Ternyata hal itu disebabkan oleh kolusi yang dilakukan oleh pengusaha besar, pejabat, aktor politik.
Mereka ini ingin seolah ingin menguasai negara. Lewat kolusi yang membuahkan keuntungan saja bagi mereka.
Pada akhirnya masyarakat miskin terjebak hingga sulit naik ke level menengah.
Demikian diungkapkan Presiden Prabowo Subianto saat berpidato di forum The 28th St. Petersburg International Economic Forum (SPIEF 2025), Jumat (20/6/2025).
Ia mengatakan kemiskinan di Indonesia sulit diberantas karena kekayaan hanya dikuasai segelintir elite.
Menurut Prabowo, kelompok elite itu terdiri dari pengusaha besar, pejabat, dan aktor politik. Kolusi di antara mereka membuat masyarakat miskin terjebak dan sulit naik ke kelas menengah.

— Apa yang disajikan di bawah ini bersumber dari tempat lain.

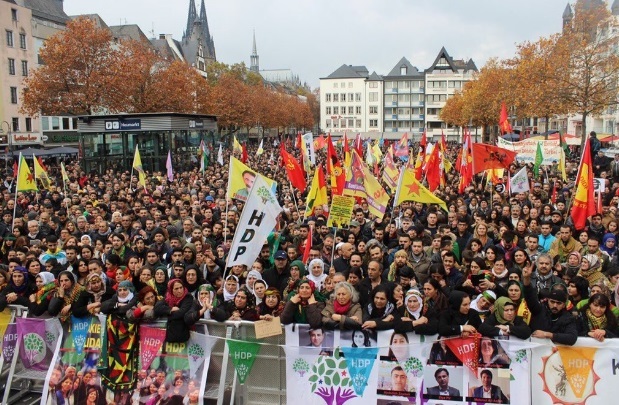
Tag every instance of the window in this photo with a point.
(9, 38)
(13, 95)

“Ada bahaya di negara-negara berkembang seperti Indonesia dari apa yang kita anggap sebagai bahaya penguasaan negara,” katanya
“(Yakni) kolusi antara pemodal besar dengan pejabat pemerintah dan elite politik. Pada akhirnya, kolusi antara kelompok ini tidak membuahkan hasil pengentasan kemiskinan dan perluasan kelas menengah,” lanjutnya.
Prabowo menolak model ekonomi kapitalis dan sosialis. Ia memilih jalan tengah untuk menggabungkan sisi baik dari keduanya.

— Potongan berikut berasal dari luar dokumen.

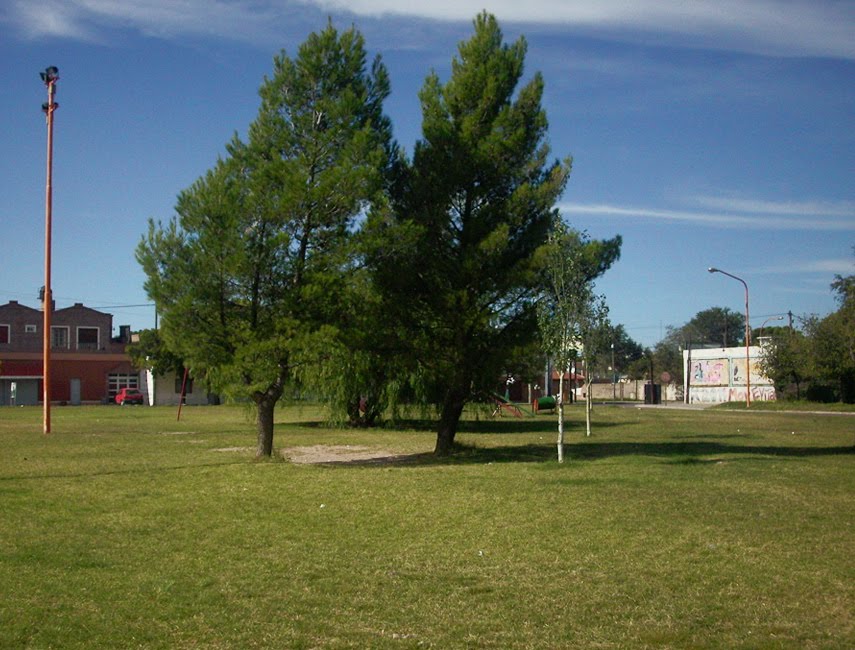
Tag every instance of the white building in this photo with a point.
(718, 375)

Menurutnya, sosialisme murni gagal karena menciptakan ketergantungan. Sementara kapitalisme murni menghasilkan ketimpangan.
“Sosialisme murni, seperti yang telah kita lihat, tidak berhasil. Itu utopia. Sosialisme murni, kita melihat banyak peluang dan banyak kasus, orang tidak mau bekerja,” ujar Prabowo.
“Kapitalisme murni menghasilkan ketimpangan, menghasilkan hanya sebagian kecil orang yang menikmati hasil kekayaan,” sambungnya.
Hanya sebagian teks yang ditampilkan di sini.